Openly gay Seattle lawyer Jenny Durkan was one of the six U.S. Attorney candidates Obama announced on Friday he intended to nominate.
The nomination of Durkan, a confidante of Washington Gov. Christine Gregoire, would continue the Obama DOJ’s break from the anti-gay culture of the Bush administration.
Remember when U.S. Attorney Margaret Chiara was fired in the White House political purge of 2006? Rumors were circulating that the Department of Justice’s White House Liaison and Senior Counsel to the Attorney General Monica Goodling had wanted Chiara removed because of rumors of a homsosexual relationship between Chiara and one of her employees, Leslie Hagen. Hagen was a career attorney serving as the Native American Issues Coordinator for the Executive Office for United States Attorneys and was ultimately fired by Goodling.
But once Attorney General Eric Holder was confirmed earlier this year, Hagen got her old job back the same week.
Ah, but it’s not all peace and flowers yet for gays at DOJ. There’s the Judiciary Committee’s new hard-right conservative, Sen.
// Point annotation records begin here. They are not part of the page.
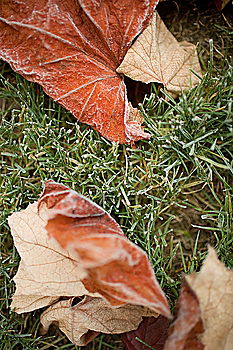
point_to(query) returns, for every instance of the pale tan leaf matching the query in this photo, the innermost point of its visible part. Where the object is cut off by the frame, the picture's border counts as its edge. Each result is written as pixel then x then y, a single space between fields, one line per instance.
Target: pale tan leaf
pixel 82 322
pixel 36 284
pixel 156 56
pixel 213 286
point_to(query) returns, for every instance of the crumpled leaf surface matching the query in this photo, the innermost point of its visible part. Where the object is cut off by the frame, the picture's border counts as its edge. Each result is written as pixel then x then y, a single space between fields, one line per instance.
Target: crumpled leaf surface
pixel 116 268
pixel 61 266
pixel 206 299
pixel 152 331
pixel 72 48
pixel 156 56
pixel 185 331
pixel 78 321
pixel 214 289
pixel 46 271
pixel 220 4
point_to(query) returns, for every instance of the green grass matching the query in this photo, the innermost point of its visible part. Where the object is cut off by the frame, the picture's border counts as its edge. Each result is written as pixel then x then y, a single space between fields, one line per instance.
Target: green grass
pixel 171 195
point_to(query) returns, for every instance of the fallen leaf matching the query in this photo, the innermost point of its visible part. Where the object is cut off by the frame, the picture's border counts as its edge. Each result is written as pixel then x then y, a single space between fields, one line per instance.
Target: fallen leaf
pixel 152 331
pixel 72 48
pixel 46 271
pixel 205 309
pixel 185 331
pixel 72 262
pixel 156 56
pixel 79 321
pixel 214 289
pixel 220 4
pixel 116 268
Jeff Sessions (R-Ala.), to contend with.
Now the question is whether Sessions has the political will to oppose Durkan.
Last week on C-SPAN, he extolled his new staff on the Senate Judiciary Committee, where he succeeded party-switching Sen. Arlen Specter (D-Pa.) as the panel’s top Republican. Sessions said he’s hired “a principled staff” that would act “more uniformly in accord with the basic Republican view of the Constitution and law.”
It turns out that one of those “principled” new staffers is William Smith, the new chief Republican counsel to the Committee, who has been quite outspoken on the issue of same-sex marriage. In an opinion piece published on the Web but since removed (a cached version is still available), he even connected gay marriage to pedophilia, reports the BLT.
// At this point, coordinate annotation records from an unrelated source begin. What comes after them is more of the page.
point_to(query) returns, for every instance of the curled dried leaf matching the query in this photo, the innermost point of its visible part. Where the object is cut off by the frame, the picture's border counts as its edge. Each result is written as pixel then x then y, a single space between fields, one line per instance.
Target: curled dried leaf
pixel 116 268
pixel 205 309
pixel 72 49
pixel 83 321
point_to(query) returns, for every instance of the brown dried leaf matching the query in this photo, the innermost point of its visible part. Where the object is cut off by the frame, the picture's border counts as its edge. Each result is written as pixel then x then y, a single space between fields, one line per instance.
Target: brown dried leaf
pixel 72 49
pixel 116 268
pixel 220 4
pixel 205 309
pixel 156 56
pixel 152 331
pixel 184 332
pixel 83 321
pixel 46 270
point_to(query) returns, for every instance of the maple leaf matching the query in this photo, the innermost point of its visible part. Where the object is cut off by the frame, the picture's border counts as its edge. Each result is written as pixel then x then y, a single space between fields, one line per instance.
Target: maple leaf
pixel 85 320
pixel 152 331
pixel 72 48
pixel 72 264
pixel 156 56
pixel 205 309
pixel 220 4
Regarding former John McCain presidential adviser Steve Schmidt’s recent comments that Republicans have marginalized themselves by opposing gay marriage when the rest of the country is growing more comfortable with gay rights, Sessions’s staffer wrote:
Schmidt told a group last week that Republicans should embrace homosexual marriage. Otherwise, they risked becoming sectarian. [...]
Schmidt is just like a maverick, which is probably why McCain made him a top adviser. He has no guiding principles. He would rather be open-minded. [...]
I wonder if next week Schmidt will take his close minded stump speech to a NAMBLA meeting. For those unfamiliar with NAMBLA, the acronym is for North American Man Boy Love Association.
Schmidt would quickly tell you that he is not advocating that we support 60 year old men in their desire to rape 8 year old boys, but he would not classify his opposition as narrow minded. No! This is a principled position; there is some logic behind it, Schmidt would say.
Is Schmidt then going to take his close minded stump speech to the Bestiality Club? Again, his answer would be no, although there are a group of people who embrace this lifestyle.
Schmidt and other gay lifestyle proponents would say that my opposition is based on the slippery slope approach. I say that it is based on principle and that it is no more close minded than their position for gay unions. The difference between me and Schmidt is that I’m not a maverick. I’m guided by something called Christian principles. And I don’t need people in California, New York and Washington to tell me what the principlesshould be.
Schmidt took at least one more dig at those who actually have religious principles. He told the Log Cabin crowd that marriage between one man and one woman is a tradition and not a creed.
A creed, of course, is a brief authoritative formula of religious beliefs or a set of fundamental beliefs. Tradition on the other hand, has been described as the handing down of information, belief and customs by word of mouth or by example from one generation to another without written instruction.
A creed requires that you adhere to something. Tradition requires that you adhere to nothing. Schmidt wants the GOP to adhere to nothing, unless, of course the liberal crowd in Washington, California and New York ask for it.
Something tells me it was Schmidt who advised McCain to cancel his campaign and come back to Washington and help pass the bailout bill that America rejected. I know America joins me in telling Schmidt “we don’t need your advise on gay unions or otherwise. You’re a maverick and we believe in principles, because they actually matter.” That’s our stump speech, sectarian or otherwise, and that’s one we’re willing to deliver to any organization that invites us. That’s not narrow-minded, that’s principled.